= CALDIC =

1950s electronic digital computer

CALDIC (the California Digital Computer) is an electronic digital computer that was built at the University of California, Berkeley, with the assistance of the Office of Naval Research, between 1951 and 1955. It was to assist and enhance research being conducted at the university with a platform for high-speed computing.

CALDIC was designed to be constructed at a low cost and simple to operate, by standards of the time. Input and output was via paper tape, which could be created or displayed using a teletype. It was a serial decimal machine with an 8 in, 10,000-word magnetic drum memory. (As CALDIC's decimal words were 10 digits each, the magnetic memory could store about 400,000 bits.) It contained 1,300 vacuum tubes, 1,000 crystal diodes, 100 magnetic elements (for the recording heads), and 12 relays (in the power supply). It weighed about 1500 lb. It was capable of speeds of 50 iterations per second. CALDIC was a stored program computer with a six-digit instruction format (two digits for the opcode and four digits for the memory address).

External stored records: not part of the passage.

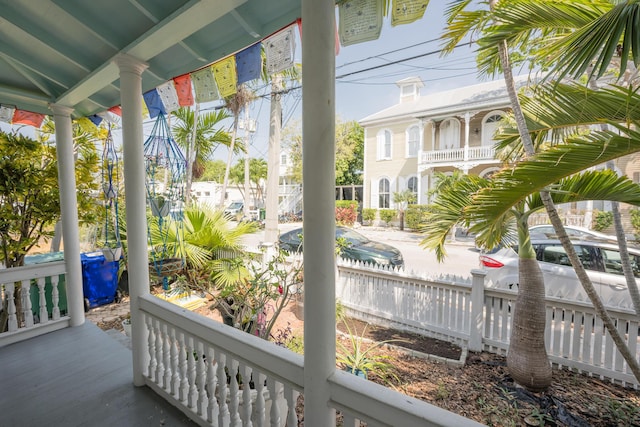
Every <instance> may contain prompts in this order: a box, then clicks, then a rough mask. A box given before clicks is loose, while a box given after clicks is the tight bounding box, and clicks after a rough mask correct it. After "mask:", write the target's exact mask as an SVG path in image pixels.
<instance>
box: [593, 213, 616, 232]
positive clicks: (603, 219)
mask: <svg viewBox="0 0 640 427" xmlns="http://www.w3.org/2000/svg"><path fill="white" fill-rule="evenodd" d="M612 224H613V212H605V211H595V213H594V215H593V225H592V228H593V229H594V230H596V231H602V230H604V229H606V228H609V227H611V225H612Z"/></svg>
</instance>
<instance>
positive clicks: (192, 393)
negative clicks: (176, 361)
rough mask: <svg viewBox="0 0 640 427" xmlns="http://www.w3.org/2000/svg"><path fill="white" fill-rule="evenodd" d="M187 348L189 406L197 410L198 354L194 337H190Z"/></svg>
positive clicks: (187, 376)
mask: <svg viewBox="0 0 640 427" xmlns="http://www.w3.org/2000/svg"><path fill="white" fill-rule="evenodd" d="M187 342H188V343H189V345H188V346H187V381H188V382H189V392H188V395H187V406H188V407H189V408H191V409H195V407H196V401H197V399H198V388H197V387H196V359H195V356H196V352H195V344H194V341H193V337H191V336H190V337H189V338H188V341H187Z"/></svg>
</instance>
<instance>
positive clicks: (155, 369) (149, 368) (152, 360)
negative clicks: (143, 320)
mask: <svg viewBox="0 0 640 427" xmlns="http://www.w3.org/2000/svg"><path fill="white" fill-rule="evenodd" d="M145 323H146V324H147V329H148V330H149V337H148V338H147V345H148V347H149V367H148V370H147V377H148V378H149V379H150V380H151V381H153V382H156V378H155V377H154V376H155V374H156V365H157V363H158V361H157V360H156V337H155V331H154V329H153V319H152V318H151V316H145Z"/></svg>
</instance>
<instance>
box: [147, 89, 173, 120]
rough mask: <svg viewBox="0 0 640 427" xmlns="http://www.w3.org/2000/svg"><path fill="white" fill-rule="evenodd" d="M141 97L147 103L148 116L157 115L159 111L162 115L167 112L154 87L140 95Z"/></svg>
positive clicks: (166, 112) (165, 113)
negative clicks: (143, 94) (144, 92)
mask: <svg viewBox="0 0 640 427" xmlns="http://www.w3.org/2000/svg"><path fill="white" fill-rule="evenodd" d="M142 97H143V98H144V103H145V104H147V109H148V110H149V117H151V118H154V117H157V116H158V114H160V113H162V114H164V115H166V114H167V110H166V109H165V107H164V104H163V103H162V98H161V97H160V94H159V93H158V91H157V90H156V89H152V90H150V91H149V92H147V93H145V94H144V95H142Z"/></svg>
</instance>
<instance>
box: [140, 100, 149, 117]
mask: <svg viewBox="0 0 640 427" xmlns="http://www.w3.org/2000/svg"><path fill="white" fill-rule="evenodd" d="M142 117H149V109H148V108H147V103H146V101H145V100H144V97H143V98H142Z"/></svg>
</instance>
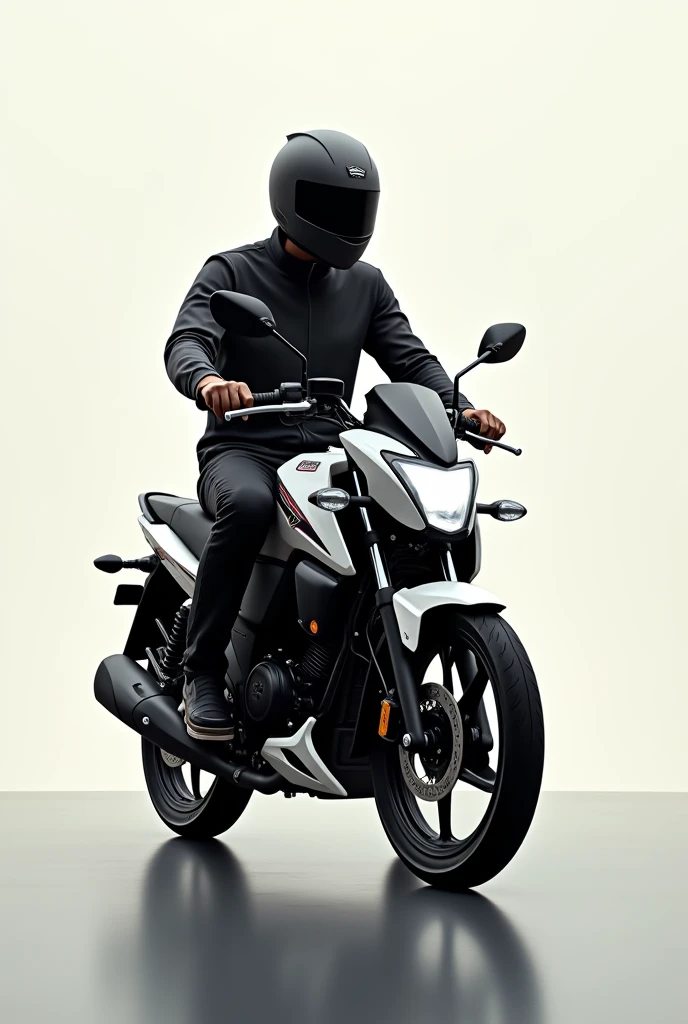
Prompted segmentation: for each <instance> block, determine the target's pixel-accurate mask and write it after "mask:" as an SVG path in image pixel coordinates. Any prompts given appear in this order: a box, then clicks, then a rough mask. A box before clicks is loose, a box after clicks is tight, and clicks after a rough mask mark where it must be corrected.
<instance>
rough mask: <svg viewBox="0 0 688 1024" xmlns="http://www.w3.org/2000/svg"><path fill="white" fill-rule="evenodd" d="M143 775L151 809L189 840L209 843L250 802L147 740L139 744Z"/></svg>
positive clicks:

The computer was initially planned by Paul Morton, Leland Cunningham, and Dick Lehmer; the latter two had been involved with the ENIAC at the University of Pennsylvania, and Lehmer had given one of the Moore School Lectures. Morton oversaw the design and construction with a team comprising electrical engineering graduate and undergraduate students at the university, more than 35 in total, including Doug Engelbart (who later invented the computer mouse) and Al Hoagland (a pioneer of the computer disk industry).

The machine was first ready for use in the summer of 1953 and mostly operational in 1954. Development cost through July 1955 was approximately $150,000.